Aber selbst am goldenen Samstag, als ich zugegen war, kamen mir die Gänge der Messe häufig sehr leer vor. Gut erkennbar an den verschiedenfarbigen Umhänge-Kärtchen hatte ich das Gefühl mich fast nur mit den Publikumsarten „Creator“ (z.B. Youtuber und prätentiöse Blogs wie ich), „Press“ oder „Staff“ zu unterhalten. Also mit Leuten, die kostenlos auf der CCXP sein durften. Wage ich zu fragen, wieviel die CCXP eingenommen hat?
Hinzu kommt, dass ein deutlich höherer Eintrittspreis sicherlich die RPC-Liebhaber verschreckt hat, nachdem auf Social Media so viel Negatives über Mittelaltermarkt und Co gesagt wurde.
Außerdem wurde ja faktisch nicht immer dasselbe für den Eintrittspreis geboten. Natürlich waren Jason Statham und Idris Elba der absolute Knaller im Thunder Theater, doch eben nur an einem der 4 Tage. Da musste man schon sehr genau gucken, was man für sein Geld bekam.
Für die CCXP20, die anscheinend schon fest steht, würde ich als Veranstalter definitiv Konsequenzen ziehen. Gerade, wenn man neben einer zeitgleich stattfindenden Stuttgarter ComicCon bestehen möchte. Entweder man haut voll in die ComicCon-Kerbe und trennt sich von allen Altlasten. Was ich natürlich sehr schade fände. Oder man reaktiviert die RPC vollständig, mit allem, was sie ausgemacht hat.
Um dabei auch preislich erschwingbar zu bleiben, wäre eine Art Ticketschranke denkbar. Alle Käufer eines Tickets könnten die gute alte RPC besuchen und gegen Aufpreis gäbe es ein „Goldticket“, was zum Betreten von weiteren „ComicCon-Hallen“ mit Thunder Theater, Stars und Sternchen berechtigt. Keine Ahnung, wie gut sowas umsetzbar ist. Bin ja kein Messe-Event-Planer.
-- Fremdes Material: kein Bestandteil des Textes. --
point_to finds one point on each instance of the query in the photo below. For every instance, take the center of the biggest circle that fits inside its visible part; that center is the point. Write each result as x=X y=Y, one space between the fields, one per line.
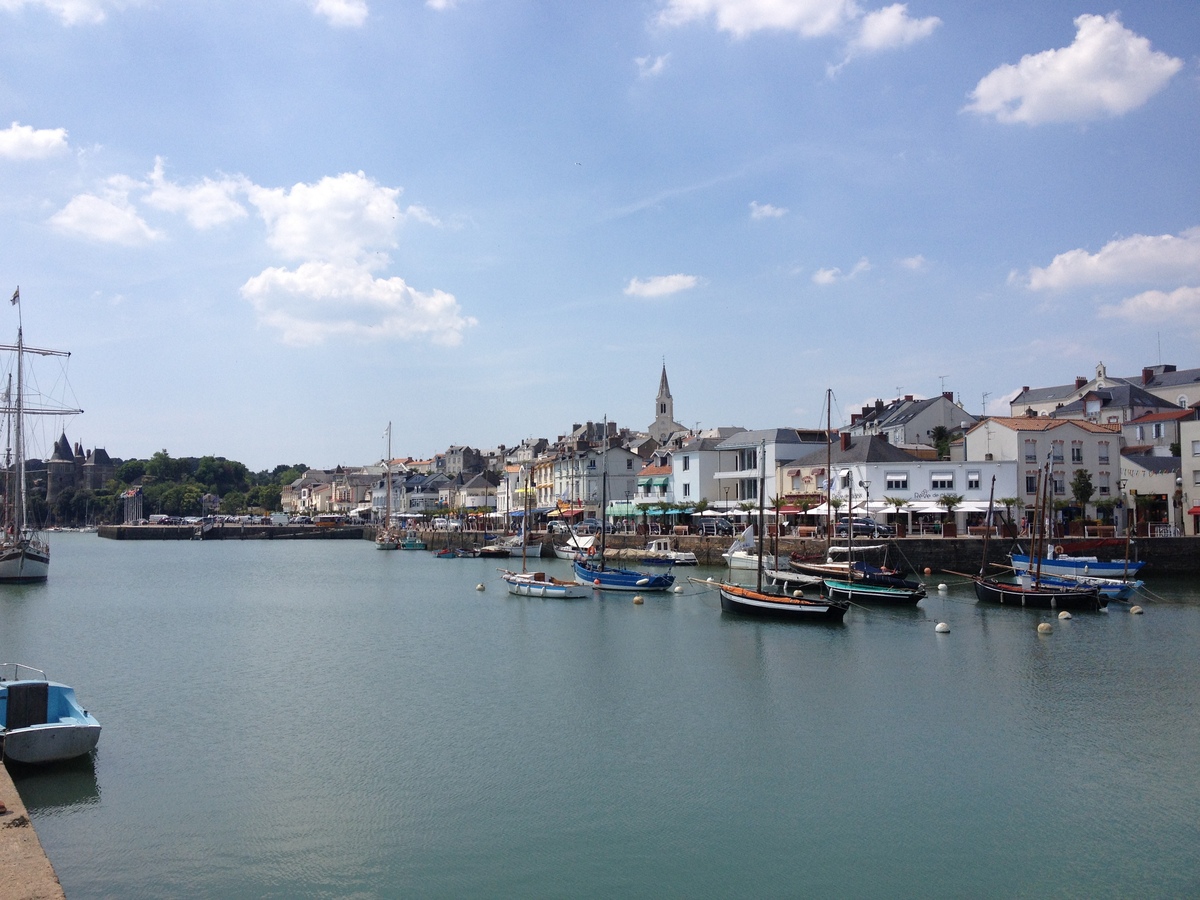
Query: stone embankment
x=25 y=871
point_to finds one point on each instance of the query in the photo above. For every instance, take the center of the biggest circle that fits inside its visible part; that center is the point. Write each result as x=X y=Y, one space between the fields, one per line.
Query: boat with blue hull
x=605 y=577
x=1071 y=567
x=41 y=720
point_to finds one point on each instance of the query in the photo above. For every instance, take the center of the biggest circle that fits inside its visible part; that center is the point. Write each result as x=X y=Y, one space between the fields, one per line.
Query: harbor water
x=325 y=720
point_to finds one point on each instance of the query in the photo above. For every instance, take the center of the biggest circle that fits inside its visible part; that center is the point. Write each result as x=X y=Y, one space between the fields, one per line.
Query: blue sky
x=267 y=228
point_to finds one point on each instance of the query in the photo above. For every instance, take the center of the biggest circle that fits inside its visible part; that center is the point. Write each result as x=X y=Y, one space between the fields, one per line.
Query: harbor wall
x=229 y=532
x=25 y=870
x=1173 y=557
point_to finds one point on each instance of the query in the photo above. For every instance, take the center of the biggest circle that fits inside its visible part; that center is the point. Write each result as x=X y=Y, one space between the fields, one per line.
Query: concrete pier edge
x=25 y=871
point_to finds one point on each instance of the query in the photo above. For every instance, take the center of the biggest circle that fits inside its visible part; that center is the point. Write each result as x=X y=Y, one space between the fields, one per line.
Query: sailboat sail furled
x=24 y=552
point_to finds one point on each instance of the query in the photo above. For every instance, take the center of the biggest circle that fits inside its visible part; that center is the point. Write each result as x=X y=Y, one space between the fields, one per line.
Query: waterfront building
x=1189 y=475
x=738 y=461
x=1153 y=495
x=911 y=424
x=1069 y=444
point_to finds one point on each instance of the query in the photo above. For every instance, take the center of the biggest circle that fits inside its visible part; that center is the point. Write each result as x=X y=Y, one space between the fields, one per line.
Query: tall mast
x=828 y=465
x=19 y=436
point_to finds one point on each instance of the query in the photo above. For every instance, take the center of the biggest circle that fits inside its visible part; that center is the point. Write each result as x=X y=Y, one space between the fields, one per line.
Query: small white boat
x=543 y=585
x=660 y=552
x=41 y=720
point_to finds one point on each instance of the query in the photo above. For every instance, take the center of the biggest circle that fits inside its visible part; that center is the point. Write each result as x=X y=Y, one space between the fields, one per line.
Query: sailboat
x=24 y=551
x=387 y=538
x=1032 y=589
x=592 y=570
x=757 y=601
x=861 y=586
x=526 y=583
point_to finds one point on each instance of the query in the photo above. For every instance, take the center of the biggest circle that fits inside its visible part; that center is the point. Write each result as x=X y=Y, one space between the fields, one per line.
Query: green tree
x=1081 y=487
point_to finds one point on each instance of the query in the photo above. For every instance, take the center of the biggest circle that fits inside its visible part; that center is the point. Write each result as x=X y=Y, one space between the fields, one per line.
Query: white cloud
x=1105 y=72
x=652 y=66
x=318 y=301
x=660 y=285
x=342 y=217
x=889 y=28
x=341 y=13
x=1140 y=258
x=205 y=205
x=71 y=12
x=831 y=276
x=107 y=216
x=765 y=210
x=808 y=18
x=1175 y=306
x=23 y=142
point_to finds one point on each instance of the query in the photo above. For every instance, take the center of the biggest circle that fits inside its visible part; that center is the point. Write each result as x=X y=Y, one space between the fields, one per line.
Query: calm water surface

Aber die Jungs von der CCXP kriegen das bestimmt hin, da bin ich mir sicher. Zur Not sollen sie einfach ihr eigenes Buff Food löffeln:
Letztlich hatte ich meinen Spaß auf der CCXP, aber die gute alte RPC war es natürlich nicht mehr. Und wenn ich ganz ehrlich bin, wüsste ich auch nicht, ob ich nochmal wiederkäme, wenn die RPC so rudimentär bleibt oder sogar ganz verschwindet. Aber das ist mein persönlicher Geschmack als Vollblut-Rollenspiel-Nerd.